In den sehr frühen Morgenstunden stürmt es draußen, man hört die Zeltplanen wild im Wind flattern und die Camper fluchen. Sie flüchten sich mitsamt ihrer Habe ins Innere. Eine Fenstertüre knallt geräuschvoll zu. Die Nacht ist zu Ende.
Jedoch treibt der Sturm die Wolkendecke fort. Tolles Wetter, endlich ! Der Weg führt erst durch eine Felsschlucht, „le ravin d'Arpidia“; dann geht es lange Zeit hoch, durch Laubwald, über „freies Feld“. Die Wegmarkierungen sind hier oben extrem spärlich, bei Nebel muss das die Hölle sein (in den frz. Wanderbüchern, die ich nutze, wird daher eine „Schlecht-Wetter-Variante“ beschrieben, was für diese Etappe eindeutig Sinn macht!).
Laubwald im Morgenlicht
Frühstück
Oben, am Col Saint-Pierre angekommen, ändert die Landschaft ganz plötzlich: die lieblichen grünen Hügel machen grauem schroffen Karstgestein Platz. Ich kaufe in einer kleinen „Bergerie“ Ziegenkäse, lege eine Rast ein, bewundere Berg und Tal und Schaf.
Der letzte kleine Teil der Etappe ist schnell geschafft, schon um 13 Uhr komme ich im Refuge Jeandel an, das über die verlassene Skistation La Pierre-Saint-Martin blickt. Sie gleicht einer Phantomstadt; alles, ALLES, ist geschlossen abgesehen vom Refuge. So treffen allmählich auch recht viele Wanderer ein, mehr als ich je zuvor abends getroffen habe (die Zentralpyrenäen und die rauheren Berglandschaften lassen grüßen!).
Was machen, wenn man so früh eintrifft? Essen, dösen, rumlungern, essen, plaudern, frühen Aperitif genießen, Landschaft bewundern und den Blick auf den Pic Anie …
Heimatliche Gefühle – mit Weitblick
Plötzlich, kurz vorm Ende des schönen Sonnentages, füllt sich die Geisterstadt: Schafe, Kühe, Ziegen, Pferde, Hirtenhunde und sogar ein paar Schweine bevölkern den Ort. Welch ein Spektakel! Animal Farm lässt grüßen...
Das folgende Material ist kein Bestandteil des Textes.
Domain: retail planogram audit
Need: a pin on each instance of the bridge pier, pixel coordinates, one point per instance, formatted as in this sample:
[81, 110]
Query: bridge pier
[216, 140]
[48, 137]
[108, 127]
Animal Farm lässt grüßen...
Nach dem gemeinsamen Abendbrot leert sich der Gemeinschaftsraum schnell, die müden Wanderer ziehen sich in ihre Zimmer und Zelte zurück...
Abendlicht
8.7. - 11. Tag: Von La Pierre-Saint-Martin (Arette) nach Lescun (14,9 km)
Auch heute Morgen ist bestes Wanderwetter. Zügiger Start und Vorankommen durch die steinige Skipistenlandschaft, über das karstige Gestein, das immer mal wieder am Wegesrand Einblicke in die berüchtigten Felsspalten freigibt, die diese Etappe bei Schnee oder Nebel so trügerisch machen.
Am „Pas de l'Osque“, einer ca 3 m hohen Felswand, die es zu überwinden gilt, treffen sich wunderbarerweise alle „GR10ler“ des Refuges wieder. Ich steige als letzte hoch, einer der jungen Franzosen empfiehlt uns, nicht an dem Drahtseil entlang zu klettern, das etwas abseits angebracht ist, sondern mittig an der Felswand hochzusteigen, sie bietet genügend Halt. Nach einem kurzen Hadern in der Mitte (wo greifen und Halt finden) überwinde ich schließlich auch dieses Hindernis.
Pas d' l'Osque
Oben!
Ich lasse die anderen Wanderer weiterziehen, genieße die wunderbare Bergwelt um mich herum und gehe dann beglückt alleine weiter. Immer noch strahlt die Sonne, wenn auch im Laufe des Nachmittags sich der Himmel im Westen gewittrig gibt. In Lescun gibt es erst einmal einen Aperitif (was gibt es Schöneres, als nach einem Wandertag genüsslich mit anderen Wanderern ein Gläschen zu trinken und auszutauschen?). Dann ziehe ich in die „Maison de la Montagne“ ein und lande diesmal sogar im Zimmer mit Myriam und Pascal. Es ist unser letzter gemeinsamer Abend, der wieder sehr nett ist, jedoch auch früh endet: Um 9 Uhr abends bin ich platt und gehe ins Bett.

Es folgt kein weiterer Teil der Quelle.